# Insulation maitenance after remodel



## Windows on Wash (Aug 30, 2011)

k2000lbs said:


> Hi all,
> 
> I own a 1951 built house that is about to go through some major remodel. I am curious on what people think on how I should handle my insulation situation. In my attic currently, I have what can best be described as a thin layer (1-2 inches) of loose fill insulation, topped by rolls of R19 fiberglass insulation. I know that this is not enough, I am well below the minimum of R30 rated for my zone. Another issue with this insualtion setup is that the vapor barrier on the rolls is facing up.
> 
> ...


Be sure to research "Air Sealing" as well. Just adding insulation without first air sealing is only fixing 1/2 of the problem.


----------



## k2000lbs (Apr 24, 2011)

Windows on Wash said:


> Be sure to research "Air Sealing" as well. Just adding insulation without first air sealing is only fixing 1/2 of the problem.

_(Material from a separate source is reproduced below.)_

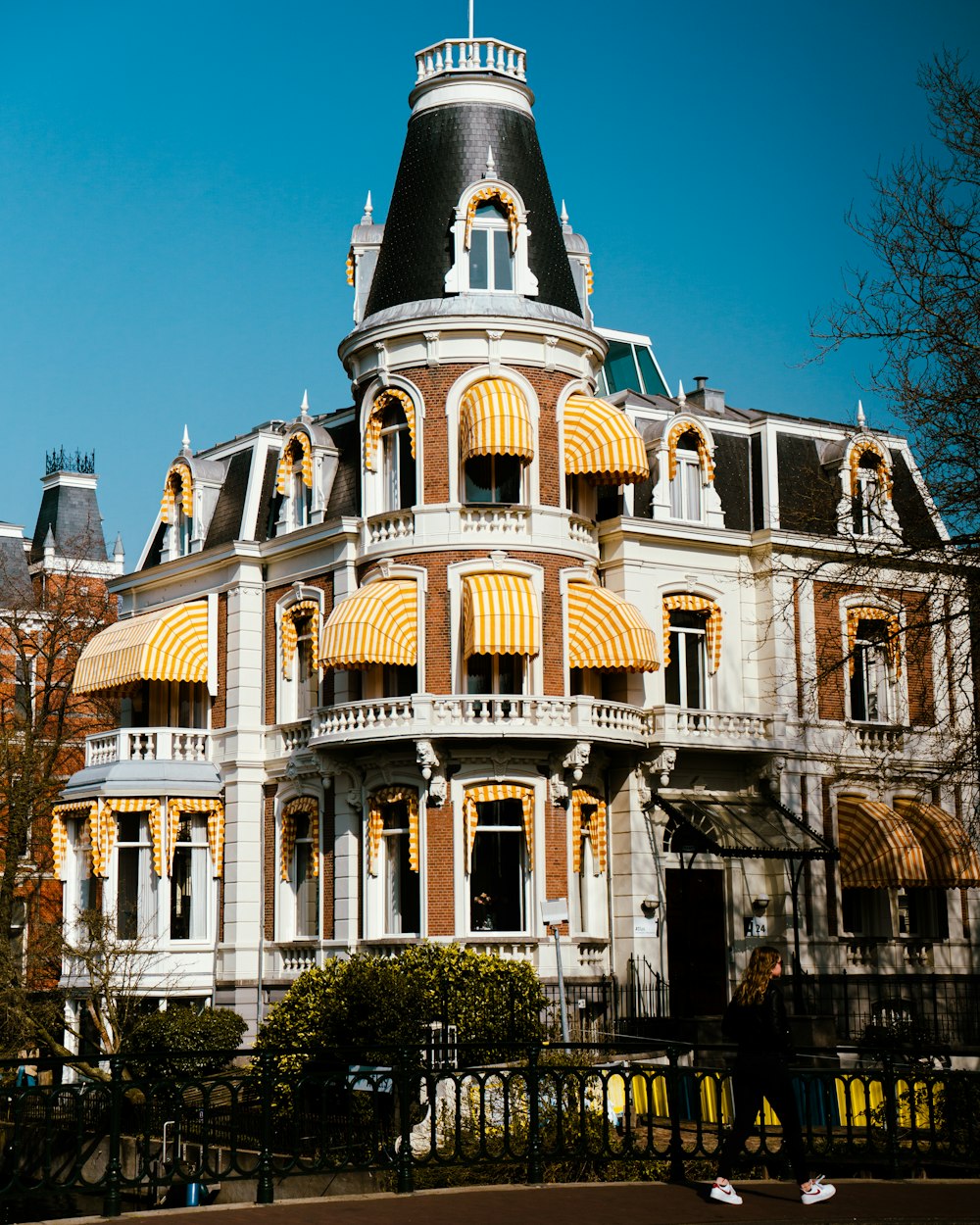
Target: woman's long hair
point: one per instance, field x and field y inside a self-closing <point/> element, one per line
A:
<point x="758" y="975"/>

Thanks for all of the feedback! If starting from scratch, and after air sealing, would you recommend the blown in insulation over batts?


----------



## Windows on Wash (Aug 30, 2011)

Yes. 

Make sure you have proper baffles in place if you are currently vented via soffits.


----------



## Bob Mariani (Dec 1, 2008)

One thing not clearly addressed is air sealing the attic floor. Read my article in how to section. The floor boards are not a problem, but should be removed. Add a 2X4 on edge then add the insulation and replace the boards. Other wise you cannot air seal wall top plates other penetrations below the walking blanks, nor get the R-Value you need. be sure to get boxes around all recessed electrical fixtures and to get an airtight and insulation hatch cover.


----------



## Windows on Wash (Aug 30, 2011)

If the floor boards are staggered and the air sealing installer can spray foam under them without having to remove them, they don't need to come out.


----------



## Bob Mariani (Dec 1, 2008)

Windows on Wash said:


> If the floor boards are staggered and the air sealing installer can spray foam under them without having to remove them, they don't need to come out.

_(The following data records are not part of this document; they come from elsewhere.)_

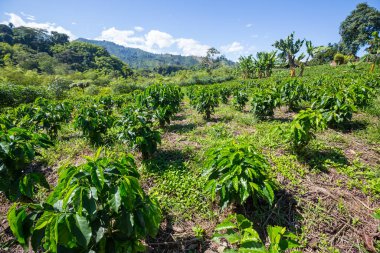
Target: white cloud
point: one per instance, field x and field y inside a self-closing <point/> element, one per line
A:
<point x="154" y="41"/>
<point x="161" y="39"/>
<point x="28" y="17"/>
<point x="19" y="21"/>
<point x="139" y="28"/>
<point x="233" y="47"/>
<point x="192" y="47"/>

And you are assuming that the under valued R-Value under the floor boards is okay? Why? If you need R-38 why is it okay to reduce the overall value by only having R-19 in this area.


----------



## Windows on Wash (Aug 30, 2011)

Bob Mariani said:


> And you are assuming that the under valued R-Value under the floor boards is okay? Why? If you need R-38 why is it okay to reduce the overall value by only having R-19 in this area.


Not at all. Note that I mentioned if the boards were staggered.

A picture would be more helpful in this application but often times these walking board are scattered and far from continuous. In that scenario, it is quite easy to air seal the top plates and other locations without moving them around and also very easy to blow insulation under them. 

After that, the attic of over blown with insulation and the boards do not interrupt the insulation layer and are within the insulation layer.

I guess you might be able to claim that the slightly lesser R-value (1 per inch vs. 3 and change) is a drop but if you are putting in R-50, you should be more than fine.

Keep in mind that removing these boards (even when done carefully) if they are not in requirement of removal can tweak joists and create cracks in the finished ceiling.


----------



## danpik (Sep 11, 2011)

Not to be an alarmist but, I would be interested to know what that 2" of loose fill insulation is before I mess with it.


----------



## k2000lbs (Apr 24, 2011)

Windows on Wash said:


> Not at all. Note that I mentioned if the boards were staggered.
> 
> A picture would be more helpful in this application but often times these walking board are scattered and far from continuous. In that scenario, it is quite easy to air seal the top plates and other locations without moving them around and also very easy to blow insulation under them.
> 
> ...


First, thanks Windows on Wash and Mariani. Second, I am removing the walking boards that come out easily and planning on insulating/sealing underneath the ones that stay as best as possible.


----------



## k2000lbs (Apr 24, 2011)

danpik said:


> Not to be an alarmist but, I would be interested to know what that 2" of loose fill insulation is before I mess with it.


You make a good point. I had the loose fill tested before buying the place and it does not contain any asbestos.


----------